Even though it is one of the most overlooked activities, the habit of reading should be inculcated in children at an early stage as it can benefit their development and enhance their ability to ‘think’. It helps them build concentration, curiosity, creativity, empathy, and a better vocabulary. It’s, therefore, one of the most important habits parents can help their child develop.
A study by Cunningham and Stanovich in 1998 stated that the act of reading can help children compensate for inferior cognitive abilities by building their vocabulary and general knowledge. Reading aids children’s development as they acquire a deep understanding of the world. It broadens their horizons, expanding their thoughts and limitations.
It helps them gain a social and emotional understanding that can improve their ability to express and communicate. Books can showcase different characters, voices and perspectives, which can help children to become more empathetic.
Did you know that typography and illustrations play a huge role in piquing a child’s interest in a book? It not just welcomes them into the fictional world but also helps hook them in to the plot.
Typically, format, text size, white space, and illustrations all communicate who the book is intended for. A book with more visuals is usually intended for younger kids, while a book with a smaller font size and dense copy with little or no visuals appeals to older readers.
As parents, we need to ensure children perceive reading as a pleasurable activity and not a ‘task’.
Parents need to be aware of what factors can help pique a child’s interest. Have you ever observed a kid shuffling through different books in the kids’ section? When a child opens a book, they know if they can read it or not, before reading any of the words. All thanks to the larger font size and colourful illustrations! A small child may not relate to a book unless it is visually captivating.
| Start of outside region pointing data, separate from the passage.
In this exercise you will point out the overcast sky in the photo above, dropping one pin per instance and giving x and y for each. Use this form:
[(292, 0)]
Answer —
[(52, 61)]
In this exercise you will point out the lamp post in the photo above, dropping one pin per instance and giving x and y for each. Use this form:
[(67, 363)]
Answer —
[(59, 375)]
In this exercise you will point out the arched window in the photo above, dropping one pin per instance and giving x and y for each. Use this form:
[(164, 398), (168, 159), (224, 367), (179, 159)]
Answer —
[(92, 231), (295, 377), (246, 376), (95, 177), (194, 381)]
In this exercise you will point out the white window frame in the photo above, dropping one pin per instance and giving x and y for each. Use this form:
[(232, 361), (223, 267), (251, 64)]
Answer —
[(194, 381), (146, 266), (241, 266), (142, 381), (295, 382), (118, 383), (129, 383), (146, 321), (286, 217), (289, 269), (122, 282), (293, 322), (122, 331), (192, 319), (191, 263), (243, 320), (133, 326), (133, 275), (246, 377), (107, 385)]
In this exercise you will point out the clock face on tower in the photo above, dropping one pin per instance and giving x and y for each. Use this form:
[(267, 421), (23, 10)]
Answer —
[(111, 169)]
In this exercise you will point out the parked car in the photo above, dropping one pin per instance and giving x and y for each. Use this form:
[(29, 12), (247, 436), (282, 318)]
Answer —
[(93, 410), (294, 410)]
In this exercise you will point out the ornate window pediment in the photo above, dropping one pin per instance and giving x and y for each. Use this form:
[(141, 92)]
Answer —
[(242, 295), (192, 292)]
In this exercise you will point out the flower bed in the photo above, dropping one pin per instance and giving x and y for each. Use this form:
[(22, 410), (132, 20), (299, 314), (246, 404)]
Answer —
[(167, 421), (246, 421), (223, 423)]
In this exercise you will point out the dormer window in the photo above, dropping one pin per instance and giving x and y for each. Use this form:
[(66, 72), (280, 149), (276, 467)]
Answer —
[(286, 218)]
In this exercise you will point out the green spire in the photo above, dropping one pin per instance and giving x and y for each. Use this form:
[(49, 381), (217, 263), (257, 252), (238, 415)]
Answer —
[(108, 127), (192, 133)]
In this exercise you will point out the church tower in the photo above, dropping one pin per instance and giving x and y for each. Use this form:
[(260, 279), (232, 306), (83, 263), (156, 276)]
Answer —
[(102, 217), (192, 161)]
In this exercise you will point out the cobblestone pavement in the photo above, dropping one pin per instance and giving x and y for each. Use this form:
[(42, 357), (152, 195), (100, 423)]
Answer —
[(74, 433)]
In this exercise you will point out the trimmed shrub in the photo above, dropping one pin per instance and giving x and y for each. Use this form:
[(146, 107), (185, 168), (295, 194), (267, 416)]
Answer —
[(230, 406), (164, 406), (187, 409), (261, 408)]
1. Read To Them While They Are Young – Every Day!
If you want to raise a reader, you must become a reader. If your habit of reading has slid to the margins of your life, you must bring it back now while you are still young! Make space and time for books you read to yourself and with your child. Practice reading every day to help them observe, learn and inculcate the same in their routine.
2. Surround Them With Easy, Fun, Interactive, And Illustrative Books!
It’s important to help kids get acquainted with books and the habit of reading in their most natural habitat. Therefore, ensure that there are enough books in the house! You can use the internet to find a few fun picture books for your child. Picture books are easy to read and interactive enough to keep them engaged in an activity. Books with illustrations are easier to understand, engaging, and can help hold their concentration for longer periods.
3. Allow Them To Pick A Book For Themselves – Discuss The Books They Wish To Read
One of the most effective ways to pique their interest is to take them to a library or a bookstore. Allow them the time to look around and explore. They’re more likely to read something that they have picked out for themselves. You can always help them by narrowing down the choice and showing them a specific section of book they might enjoy reading.
4. Be A Role Model For Your Child – Share Your Own Love For Reading With Them
No matter what you love reading, from magazines to graphic novels, let your child see that you’re reading. A child learns a lot just by observing the adults around them. So if you are excited about reading, they will likely catch the same enthusiasm.
5. Include Reading In Their Bedtime Ritual
Research has shown that even infants or newborns can benefit from the experience of hearing books read. The content often matters less than the sound of your voice, the cadence of the text, and the words themselves. Studies have shown that the number of words an infant is exposed to has a direct impact on language development and literacy. So you can raise a reader from the day they are born! Just make it a habit to share a book and read it before bedtime.
Reading helps develop a child’s intelligence and makes them more confident. It is one of the most important skills that every child needs to succeed in school and life.